The idea is to use the recursion to try all the possible combinations of multiplying the matrices. After trying all the possible combinations we will take the minimum operations out of all the combinations.

For multiplying two matrices with dimensions (mXn) and (nXp), the number of operations required are m * n * p.
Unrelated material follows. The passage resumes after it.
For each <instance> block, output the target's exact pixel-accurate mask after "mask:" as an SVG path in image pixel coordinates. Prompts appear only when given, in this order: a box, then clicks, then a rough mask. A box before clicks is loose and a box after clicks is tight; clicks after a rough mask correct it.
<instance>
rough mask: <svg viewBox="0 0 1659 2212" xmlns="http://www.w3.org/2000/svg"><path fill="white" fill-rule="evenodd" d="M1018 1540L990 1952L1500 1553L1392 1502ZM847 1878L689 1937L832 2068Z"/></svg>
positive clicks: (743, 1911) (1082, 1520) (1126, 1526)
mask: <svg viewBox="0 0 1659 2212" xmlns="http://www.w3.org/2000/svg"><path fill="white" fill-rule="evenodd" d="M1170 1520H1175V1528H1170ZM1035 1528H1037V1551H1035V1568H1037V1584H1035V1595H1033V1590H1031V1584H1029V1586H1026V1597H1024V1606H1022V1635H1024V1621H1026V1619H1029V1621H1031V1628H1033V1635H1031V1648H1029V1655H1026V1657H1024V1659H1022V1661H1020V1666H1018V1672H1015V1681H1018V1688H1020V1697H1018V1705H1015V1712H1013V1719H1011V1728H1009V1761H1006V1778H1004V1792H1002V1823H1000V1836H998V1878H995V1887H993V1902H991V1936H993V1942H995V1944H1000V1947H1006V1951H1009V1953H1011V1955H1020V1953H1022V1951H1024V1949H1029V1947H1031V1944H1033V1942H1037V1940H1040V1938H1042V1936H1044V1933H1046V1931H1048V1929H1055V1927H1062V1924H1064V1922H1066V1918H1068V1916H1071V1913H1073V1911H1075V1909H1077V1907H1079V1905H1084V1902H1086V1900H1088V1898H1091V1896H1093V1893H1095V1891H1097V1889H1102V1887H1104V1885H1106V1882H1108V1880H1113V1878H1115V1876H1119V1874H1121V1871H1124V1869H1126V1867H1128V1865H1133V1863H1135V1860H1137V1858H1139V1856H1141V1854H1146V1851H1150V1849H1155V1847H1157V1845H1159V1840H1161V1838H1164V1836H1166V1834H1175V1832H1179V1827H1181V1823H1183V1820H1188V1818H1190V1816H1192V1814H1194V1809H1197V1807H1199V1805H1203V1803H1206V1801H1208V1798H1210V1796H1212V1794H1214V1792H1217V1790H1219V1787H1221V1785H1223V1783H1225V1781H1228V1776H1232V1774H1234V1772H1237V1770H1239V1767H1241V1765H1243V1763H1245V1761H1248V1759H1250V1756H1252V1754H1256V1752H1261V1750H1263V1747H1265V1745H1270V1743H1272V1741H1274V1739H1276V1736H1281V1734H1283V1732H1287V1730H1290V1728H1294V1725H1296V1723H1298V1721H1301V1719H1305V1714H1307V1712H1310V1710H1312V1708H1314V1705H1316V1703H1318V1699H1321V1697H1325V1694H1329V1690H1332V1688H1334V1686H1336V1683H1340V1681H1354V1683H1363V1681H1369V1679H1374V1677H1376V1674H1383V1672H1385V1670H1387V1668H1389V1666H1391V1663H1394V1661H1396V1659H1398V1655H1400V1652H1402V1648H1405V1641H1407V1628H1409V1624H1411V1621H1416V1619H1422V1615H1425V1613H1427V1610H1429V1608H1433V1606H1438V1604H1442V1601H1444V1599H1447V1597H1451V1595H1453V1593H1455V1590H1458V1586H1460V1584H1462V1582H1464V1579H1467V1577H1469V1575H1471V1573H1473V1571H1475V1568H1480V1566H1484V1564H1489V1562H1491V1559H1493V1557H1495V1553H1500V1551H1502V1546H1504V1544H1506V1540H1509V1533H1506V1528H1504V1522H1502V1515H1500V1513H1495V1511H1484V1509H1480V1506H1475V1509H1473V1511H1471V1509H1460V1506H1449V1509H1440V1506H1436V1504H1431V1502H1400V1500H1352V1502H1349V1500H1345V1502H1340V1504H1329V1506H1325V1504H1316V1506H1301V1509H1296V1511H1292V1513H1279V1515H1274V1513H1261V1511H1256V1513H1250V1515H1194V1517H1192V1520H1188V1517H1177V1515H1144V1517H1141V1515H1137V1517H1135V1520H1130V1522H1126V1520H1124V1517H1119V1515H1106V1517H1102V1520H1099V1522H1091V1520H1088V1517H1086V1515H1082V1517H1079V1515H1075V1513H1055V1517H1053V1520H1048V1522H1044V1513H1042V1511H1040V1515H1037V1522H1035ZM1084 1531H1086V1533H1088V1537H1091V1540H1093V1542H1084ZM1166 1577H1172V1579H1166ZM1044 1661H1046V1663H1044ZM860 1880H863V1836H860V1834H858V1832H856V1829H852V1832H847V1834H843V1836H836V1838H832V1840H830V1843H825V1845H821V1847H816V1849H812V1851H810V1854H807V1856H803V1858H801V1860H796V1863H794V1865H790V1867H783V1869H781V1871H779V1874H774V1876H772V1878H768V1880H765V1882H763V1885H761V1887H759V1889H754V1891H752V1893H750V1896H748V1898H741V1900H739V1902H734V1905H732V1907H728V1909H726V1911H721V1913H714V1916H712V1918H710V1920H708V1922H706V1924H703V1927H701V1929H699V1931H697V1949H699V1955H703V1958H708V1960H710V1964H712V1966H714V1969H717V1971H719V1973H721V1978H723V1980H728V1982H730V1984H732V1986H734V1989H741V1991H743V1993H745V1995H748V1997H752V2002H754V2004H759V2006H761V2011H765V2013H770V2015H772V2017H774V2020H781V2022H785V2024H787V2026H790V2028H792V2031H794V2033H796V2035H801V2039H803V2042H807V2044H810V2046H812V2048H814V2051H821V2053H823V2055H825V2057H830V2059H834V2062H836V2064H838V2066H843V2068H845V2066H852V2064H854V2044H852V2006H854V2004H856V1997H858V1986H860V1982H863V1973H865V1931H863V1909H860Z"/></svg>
The steps are as follows :

• Define a function minOperations(i, j), here ‘i’ denotes the i’th matrix and ‘j’ denotes the j’th matrix. This function will return the minimum number of multiplication operations needed to multiply all matrices from index ‘i’ to ‘j’.
• The base case for this will be when ‘i’ is equal to ‘j’, we will return 0 in this case as we have only one matrix.
• Otherwise, iterate from ‘i’ till ‘j’, let’s say our current index is ‘k’.
  • Recursively calculate the minimum number of operations for multiplying all matrices from ‘i’ to ‘k’ i.e minOperations(i,k) and all matrices from ‘k + 1’ to ‘j’ i.e. minOperations(k+1,j).
  • After multiplying all matrices from ‘i’ to ‘k’ and all matrices from ‘k + 1’ to ‘j’ we will be left with two matrices with dimensions (ARR[i - 1], ARR[k]) and (ARR[k], ARR[j]). The number of operations needed for multiplying these two matrices will be ARR[i - 1] * ARR[k] * ARR[j]. Hence we will add this value to the answer.
• We will return the minimum out of all possibilities.

O(4^N / (N^(3 / 2))), where ‘N’ is the number of matrices.

We are trying all possible combinations of multiplying the matrices, this approach has a recurrence of T(i, j)= SUM(T(i, k) * T(k+1, j) for all ‘k’ from ‘i’ to ‘j’. This recurrence simplifies down to  4^N / (N^(3/2) ) (using Catalan numbers). Thus, the overall time complexity is O(4^N / (N^(3 / 2))).

O(N), where N is the number of matrices.

We are using recursion to try all possible ways of multiplying the matrices. The recursion stack grows maximum up to a size of ‘N’. Thus, the overall space complexity is O(N).